For a tightly-written opera performed with not a single wasted stage direction, Janacek’s Jenufa in WNO’s current version takes some beating.

In this second revival of Katie Mitchell’s much-praised original of 1998, there are some cast changes which maintain the tension and heighten the drama.

Sian Edwards is also a newcomer in the pit, sharing baton duties on tour with staffman Anthony Negus and on the first night shifting quickly into gear.

Company favourite Nuccia Focile sings the title role in this unrelenting tale of pride, dishonour, prejudice and infanticide, bringing to the character her familiar mixture of strength and vulnerability.

But the opera, as Janacek indicated, is really about the powerful and slightly imperious Kostelnicka, the woman forced to murder her stepdaughter’s child in order to engineer a marriage that avoids shame, stigma and persecution.

In this role, Susan Bickley stands supreme, helping Newport-born Stephen Rooke (Steva), Peter Hoare (Laca) and Susan Gorton (the Grandmother) to define their relationships in a family brought down by incestuous union.

Originated in WNO’s old home at the New Theatre and like others premiered at its new one, this production seems unduly compressed in the WMC’s cavernous onstage space.

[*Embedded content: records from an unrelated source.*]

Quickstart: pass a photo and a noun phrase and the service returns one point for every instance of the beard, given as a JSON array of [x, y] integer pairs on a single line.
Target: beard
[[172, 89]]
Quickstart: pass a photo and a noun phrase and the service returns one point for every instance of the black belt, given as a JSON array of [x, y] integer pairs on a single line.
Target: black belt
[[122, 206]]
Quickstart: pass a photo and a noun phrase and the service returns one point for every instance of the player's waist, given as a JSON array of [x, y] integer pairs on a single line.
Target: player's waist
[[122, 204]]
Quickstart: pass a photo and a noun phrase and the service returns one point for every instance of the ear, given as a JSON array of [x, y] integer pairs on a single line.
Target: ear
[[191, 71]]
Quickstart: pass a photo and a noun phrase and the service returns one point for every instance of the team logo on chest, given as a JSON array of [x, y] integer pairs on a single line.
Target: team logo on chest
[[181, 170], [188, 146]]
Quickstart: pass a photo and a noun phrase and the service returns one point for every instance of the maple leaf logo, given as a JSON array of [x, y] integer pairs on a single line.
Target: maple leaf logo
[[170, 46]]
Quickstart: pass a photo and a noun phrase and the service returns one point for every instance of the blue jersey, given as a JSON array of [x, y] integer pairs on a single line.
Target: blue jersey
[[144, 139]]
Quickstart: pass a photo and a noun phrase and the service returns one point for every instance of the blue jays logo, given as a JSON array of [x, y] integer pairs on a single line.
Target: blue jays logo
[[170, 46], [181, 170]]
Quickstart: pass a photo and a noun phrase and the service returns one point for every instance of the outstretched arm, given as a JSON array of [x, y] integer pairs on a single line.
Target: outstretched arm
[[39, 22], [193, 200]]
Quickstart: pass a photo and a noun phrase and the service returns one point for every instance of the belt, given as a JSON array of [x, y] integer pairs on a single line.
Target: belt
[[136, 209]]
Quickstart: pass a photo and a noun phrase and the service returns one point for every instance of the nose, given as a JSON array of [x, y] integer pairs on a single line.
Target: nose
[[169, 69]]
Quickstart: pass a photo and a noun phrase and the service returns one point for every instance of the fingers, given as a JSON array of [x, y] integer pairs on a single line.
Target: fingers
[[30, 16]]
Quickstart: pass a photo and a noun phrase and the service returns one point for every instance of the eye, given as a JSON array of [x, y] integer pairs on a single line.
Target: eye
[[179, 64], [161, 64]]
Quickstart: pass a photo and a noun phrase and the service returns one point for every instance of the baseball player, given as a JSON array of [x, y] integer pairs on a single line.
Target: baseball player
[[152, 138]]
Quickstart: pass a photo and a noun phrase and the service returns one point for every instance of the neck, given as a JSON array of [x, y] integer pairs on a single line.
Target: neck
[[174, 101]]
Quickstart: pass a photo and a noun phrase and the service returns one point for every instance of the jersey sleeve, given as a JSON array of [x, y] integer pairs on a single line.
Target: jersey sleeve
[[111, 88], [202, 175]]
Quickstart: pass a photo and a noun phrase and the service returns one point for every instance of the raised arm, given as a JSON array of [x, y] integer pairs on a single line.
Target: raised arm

But the company has to tour to small venues so cannot set out being too grand and expansive. In any case, this Jenufa benefits from the stifling atmosphere created by boxing everyone in cinematically on a set whose bloodlessness is ironic in view of the passions aroused.

The orchestral colours remain defiantly lurid but Mitchell’s postscript – the glimpse of a happier future – is touching and a relief.